# Duck Kabob



## luvr29 (Dec 14, 2006)

Serves 4

INGREDIENTS:

16 oz. duck breasts, cut into 1 inch chunks

1 onion, coarsely chopped

½ cup sunflower oil

1 cup white wine

1 cup Calvados

½ cup applesauce

a spinach salad to serve

soft crusty rolls to serve

METHOD:

Combine onion, oil, white wine, Calvados and applesauce. Add duck pieces and coat thoroughly. Cover and chill for 5 hours.

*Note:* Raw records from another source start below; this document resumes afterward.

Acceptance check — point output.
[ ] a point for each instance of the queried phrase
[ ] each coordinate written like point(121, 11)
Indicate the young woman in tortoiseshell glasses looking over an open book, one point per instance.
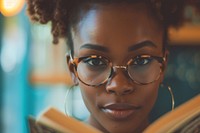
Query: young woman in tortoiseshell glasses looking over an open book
point(117, 55)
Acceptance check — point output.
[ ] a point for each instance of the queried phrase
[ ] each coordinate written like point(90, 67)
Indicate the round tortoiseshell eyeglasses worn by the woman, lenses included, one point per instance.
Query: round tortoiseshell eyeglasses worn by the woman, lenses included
point(95, 70)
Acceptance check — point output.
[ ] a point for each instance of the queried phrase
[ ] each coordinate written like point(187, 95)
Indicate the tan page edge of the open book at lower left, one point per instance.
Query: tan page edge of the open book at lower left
point(59, 121)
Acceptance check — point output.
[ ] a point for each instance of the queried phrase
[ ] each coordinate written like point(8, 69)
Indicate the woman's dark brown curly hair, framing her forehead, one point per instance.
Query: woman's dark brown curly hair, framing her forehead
point(63, 14)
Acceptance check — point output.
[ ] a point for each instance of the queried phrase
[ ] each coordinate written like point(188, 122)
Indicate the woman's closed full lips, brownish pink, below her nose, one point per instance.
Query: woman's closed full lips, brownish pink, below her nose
point(120, 111)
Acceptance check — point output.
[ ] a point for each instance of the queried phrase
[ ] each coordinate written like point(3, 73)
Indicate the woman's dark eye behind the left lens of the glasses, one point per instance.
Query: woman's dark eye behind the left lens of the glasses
point(95, 62)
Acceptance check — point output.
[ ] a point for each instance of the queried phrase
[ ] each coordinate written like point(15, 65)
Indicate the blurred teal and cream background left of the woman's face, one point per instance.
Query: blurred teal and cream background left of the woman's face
point(33, 74)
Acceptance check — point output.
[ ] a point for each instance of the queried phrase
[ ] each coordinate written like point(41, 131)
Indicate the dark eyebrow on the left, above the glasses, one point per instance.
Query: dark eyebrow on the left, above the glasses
point(95, 47)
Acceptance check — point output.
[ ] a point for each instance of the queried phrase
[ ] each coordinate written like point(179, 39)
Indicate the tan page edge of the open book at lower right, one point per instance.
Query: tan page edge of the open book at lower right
point(177, 117)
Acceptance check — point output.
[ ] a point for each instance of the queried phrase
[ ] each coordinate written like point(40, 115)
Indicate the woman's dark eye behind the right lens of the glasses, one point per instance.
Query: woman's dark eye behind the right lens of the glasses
point(142, 60)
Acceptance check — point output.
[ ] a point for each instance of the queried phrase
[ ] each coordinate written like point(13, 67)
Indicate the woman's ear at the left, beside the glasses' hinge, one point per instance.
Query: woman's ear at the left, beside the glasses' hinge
point(72, 70)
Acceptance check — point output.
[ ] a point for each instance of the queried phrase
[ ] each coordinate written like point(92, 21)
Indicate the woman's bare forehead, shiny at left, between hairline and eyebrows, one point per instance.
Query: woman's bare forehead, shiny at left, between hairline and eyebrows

Preheat grill to hot. Using metal skewers, pierce centers of each piece until full. Balance skewers on a grill pan and cook for 5 minutes each side, or until juices run clean. Serve hot with a spinach salad and soft crusty rolls.

For more tasty recipes:
http://www.essortment.com/in/Recipes.BB ... /index.htm


----------



## KEN W (Feb 22, 2002)

What are..... Calvados :huh:


----------



## Goldy's Pal (Jan 6, 2004)

I was wondering that one too. Not to change the subject but anyone ever try sprinkling some brown sugar on duck in a recipe? Just curious.


----------



## jhegg (May 29, 2004)

Calvados

Apple Brandy

Calvados - Distilled cider is a long established tradition. The first official written references date from the 16th century, long before it took the name of Calvados. The first distillation of cider yields an intermediate product, the « petites eaux », with a strength of about 30°. The heads and tails, which contain undesirable compounds, are carefully eliminated.

These « petites eaux » are then heated for the second distillation, the « bonne chauffe ». The heads and tails are once again eliminated. The Calvados produced has a strength of 70°.

As it emerges from the still, Calvados is colorless, produces a burning sensation on the palate, and gives off an aroma of fruit and alcohol.


----------